News
Wetlands again ravaged for illegal prawn farming
The wildlife department has instructed its office in Puttalam to once again restore almost two acres of mangroves in the Anawilundawa sanctuary that had been illegally cleared overnight on Tuesday to make way for a prawn farm.
Anawilundawa is a Ramsar wetland falling deemed of international importance under the UNESCO Ramsar Convention. Six out of 2,331 Ramsar wetlands worldwide are in Sri Lanka according to a 2018 report, and Anawilundawa is one of them.
A 35-year-old prawn farmer from Udappuwa has been arrested for his suspected involvement in the illegal activity at Anawilundawa.
The government will punish the perpetrators “to the fullest extent of the law, regardless of the sort of power the guilty parties will attempt to throw around,” Wildlife and Forest Conservation Minister C.B. Ratnayake said.
Department of Wildlife Conservation (DWC), Officials who found the illegally cleared area on Wednesday morning had been told curtly that it had been done with the permission of “the minister”.
The DWC said legal action was underway in the Chilaw Magistrate’s Court. Police are searching for more suspects and the heavy machines used in the rapid operation. A driver is also under arrest and a backhoe confiscated.
Officials said they had found old prawn tanks had been cleaned in readiness to restart the farm.
There had been prawn farms in the area around two decades ago but these had been shut down. For the past two years, the DWC has been working on the restoration of some 20 hectares of abandoned prawn farms in the Anawilundawa sanctuary to return the wetlands to their former state.
Department officers say they will lose no time in repairing the two acres again damaged. “We received orders from Colombo to restart the restoration process of the mangroves now,” WCD Assistant Director in Puttalam Eranda Gamage said. “It will begin again.”
The Ramsar area of Anawilundawa is 1,397ha in extent. With its unique combination of mangroves, freshwater, and the lagoon habitats, the sanctuary is home to numerous birds.

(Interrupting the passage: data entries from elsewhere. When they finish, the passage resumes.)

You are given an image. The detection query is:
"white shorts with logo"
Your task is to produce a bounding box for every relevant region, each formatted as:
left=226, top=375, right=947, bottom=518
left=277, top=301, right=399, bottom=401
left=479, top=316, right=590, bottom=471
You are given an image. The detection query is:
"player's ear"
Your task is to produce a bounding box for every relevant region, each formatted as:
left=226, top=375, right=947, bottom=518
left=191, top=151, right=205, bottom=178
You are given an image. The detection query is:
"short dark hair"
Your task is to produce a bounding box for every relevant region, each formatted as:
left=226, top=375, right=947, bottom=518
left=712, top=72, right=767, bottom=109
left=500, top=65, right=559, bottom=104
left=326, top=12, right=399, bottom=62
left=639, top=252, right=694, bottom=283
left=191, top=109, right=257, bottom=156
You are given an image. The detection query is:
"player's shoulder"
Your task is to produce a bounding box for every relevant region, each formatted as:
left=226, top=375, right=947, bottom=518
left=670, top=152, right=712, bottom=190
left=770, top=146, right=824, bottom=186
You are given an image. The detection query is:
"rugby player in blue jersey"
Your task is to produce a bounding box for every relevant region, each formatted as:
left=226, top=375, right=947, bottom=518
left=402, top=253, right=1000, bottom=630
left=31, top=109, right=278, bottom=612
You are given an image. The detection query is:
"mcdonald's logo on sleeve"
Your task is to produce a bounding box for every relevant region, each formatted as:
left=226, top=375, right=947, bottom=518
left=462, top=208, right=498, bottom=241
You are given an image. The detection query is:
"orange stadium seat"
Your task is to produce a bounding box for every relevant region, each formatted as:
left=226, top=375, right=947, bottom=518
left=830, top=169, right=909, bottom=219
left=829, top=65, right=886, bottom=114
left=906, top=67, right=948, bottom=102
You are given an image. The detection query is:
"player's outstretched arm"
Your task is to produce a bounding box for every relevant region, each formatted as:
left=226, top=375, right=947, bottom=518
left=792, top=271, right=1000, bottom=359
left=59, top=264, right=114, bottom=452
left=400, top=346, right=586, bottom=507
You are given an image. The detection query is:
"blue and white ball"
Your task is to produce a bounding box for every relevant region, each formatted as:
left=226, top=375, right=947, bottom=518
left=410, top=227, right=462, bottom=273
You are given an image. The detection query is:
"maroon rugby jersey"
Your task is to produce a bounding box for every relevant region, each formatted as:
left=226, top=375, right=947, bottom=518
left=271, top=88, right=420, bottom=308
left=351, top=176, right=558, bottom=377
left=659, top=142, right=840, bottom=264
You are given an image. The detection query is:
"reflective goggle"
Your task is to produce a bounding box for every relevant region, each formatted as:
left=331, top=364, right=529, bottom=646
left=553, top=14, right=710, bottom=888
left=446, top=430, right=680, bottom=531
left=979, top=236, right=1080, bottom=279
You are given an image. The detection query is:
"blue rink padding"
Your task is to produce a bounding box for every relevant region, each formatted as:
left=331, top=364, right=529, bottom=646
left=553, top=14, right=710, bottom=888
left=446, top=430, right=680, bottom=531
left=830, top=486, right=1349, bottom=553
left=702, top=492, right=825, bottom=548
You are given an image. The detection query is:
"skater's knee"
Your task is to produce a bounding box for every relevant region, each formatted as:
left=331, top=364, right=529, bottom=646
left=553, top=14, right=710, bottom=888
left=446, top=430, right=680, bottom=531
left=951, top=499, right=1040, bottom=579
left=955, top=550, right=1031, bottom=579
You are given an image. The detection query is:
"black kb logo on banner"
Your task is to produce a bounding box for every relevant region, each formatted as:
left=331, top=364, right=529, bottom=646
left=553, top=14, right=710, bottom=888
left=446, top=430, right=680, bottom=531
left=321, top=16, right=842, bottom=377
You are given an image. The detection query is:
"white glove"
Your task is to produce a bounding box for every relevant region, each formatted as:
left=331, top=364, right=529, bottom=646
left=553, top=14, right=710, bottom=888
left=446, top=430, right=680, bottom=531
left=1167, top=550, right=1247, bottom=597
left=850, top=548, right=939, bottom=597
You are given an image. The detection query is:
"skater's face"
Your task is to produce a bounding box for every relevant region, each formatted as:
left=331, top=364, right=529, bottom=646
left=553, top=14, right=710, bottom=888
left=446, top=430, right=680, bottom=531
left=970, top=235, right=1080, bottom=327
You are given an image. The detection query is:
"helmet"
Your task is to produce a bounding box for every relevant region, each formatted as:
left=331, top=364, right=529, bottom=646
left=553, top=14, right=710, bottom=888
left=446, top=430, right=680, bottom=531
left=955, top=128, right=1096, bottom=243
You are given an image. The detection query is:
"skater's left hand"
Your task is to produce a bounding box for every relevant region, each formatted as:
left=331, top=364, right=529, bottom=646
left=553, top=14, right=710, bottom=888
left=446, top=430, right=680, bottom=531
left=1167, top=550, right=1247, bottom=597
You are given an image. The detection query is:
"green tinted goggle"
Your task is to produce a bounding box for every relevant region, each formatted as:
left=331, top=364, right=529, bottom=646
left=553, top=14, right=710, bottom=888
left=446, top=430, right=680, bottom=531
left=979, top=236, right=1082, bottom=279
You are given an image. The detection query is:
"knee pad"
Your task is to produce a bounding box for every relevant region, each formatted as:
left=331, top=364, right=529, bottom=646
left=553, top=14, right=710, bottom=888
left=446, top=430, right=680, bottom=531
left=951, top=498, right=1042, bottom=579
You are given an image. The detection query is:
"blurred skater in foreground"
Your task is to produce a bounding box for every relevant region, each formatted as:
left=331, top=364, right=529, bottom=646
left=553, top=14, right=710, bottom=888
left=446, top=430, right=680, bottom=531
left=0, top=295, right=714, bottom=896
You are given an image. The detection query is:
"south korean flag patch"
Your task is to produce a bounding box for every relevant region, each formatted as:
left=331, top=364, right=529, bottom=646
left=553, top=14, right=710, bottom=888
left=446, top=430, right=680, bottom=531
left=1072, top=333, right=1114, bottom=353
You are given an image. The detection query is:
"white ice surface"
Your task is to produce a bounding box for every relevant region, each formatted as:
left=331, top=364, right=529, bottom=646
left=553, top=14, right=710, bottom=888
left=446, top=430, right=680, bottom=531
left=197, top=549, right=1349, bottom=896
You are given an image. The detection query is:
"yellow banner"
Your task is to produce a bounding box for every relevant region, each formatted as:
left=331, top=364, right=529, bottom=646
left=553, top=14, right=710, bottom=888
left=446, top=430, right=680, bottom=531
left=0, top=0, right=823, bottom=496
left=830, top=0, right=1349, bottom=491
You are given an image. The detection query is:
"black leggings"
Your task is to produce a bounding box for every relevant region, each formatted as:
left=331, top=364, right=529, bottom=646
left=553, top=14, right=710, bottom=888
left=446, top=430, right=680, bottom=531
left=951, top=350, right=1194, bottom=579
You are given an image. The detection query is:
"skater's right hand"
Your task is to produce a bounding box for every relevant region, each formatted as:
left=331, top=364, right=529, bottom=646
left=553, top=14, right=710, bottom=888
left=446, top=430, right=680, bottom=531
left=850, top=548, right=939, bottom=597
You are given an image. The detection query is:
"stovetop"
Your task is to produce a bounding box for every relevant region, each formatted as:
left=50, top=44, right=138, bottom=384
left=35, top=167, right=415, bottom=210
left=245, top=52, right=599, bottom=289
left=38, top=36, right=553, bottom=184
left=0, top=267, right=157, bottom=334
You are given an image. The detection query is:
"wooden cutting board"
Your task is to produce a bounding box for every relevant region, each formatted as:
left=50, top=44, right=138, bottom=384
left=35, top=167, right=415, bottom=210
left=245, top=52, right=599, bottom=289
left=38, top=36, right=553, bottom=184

There are also six giant manmade tanks and three secondary tanks, each interconnected and working as a unit. The nine tanks store water for irrigation and cultivation and provide refuge to 150 species of water birds including threatened species. The fishermen of Puttalam are also dependent on the habitat.
Artificial digging, untreated waste and chemicals are killing mangroves and their ecosystem, conservationists say.
“Fish need mangroves to breathe in, so the destruction of mangroves has a severe ripple effect on the whole system,” Samantha Gunasekara, former deputy director of Customs (Biodiversity) and the current president of the Lanka Nature Conservationists, said.
He called the “employment provision” argument of prawn farming advocates a bogus claim. Prawn farms, he argues, generally create two jobs at most: security and drain-cutting.
“We should have learned our lesson with what happened to the Mundalama lagoon,” Mr. Gunasekara said. The once-beautiful Mundalama lagoon was hit by a white spot disease that obliterated entire ecosystems after prawn farms were started up there.
Now, 90 per cent of these prawn farms have been abandoned. Invasive prawn species such as “wanami” were introduced into the area by the organisations that had profited from the farms.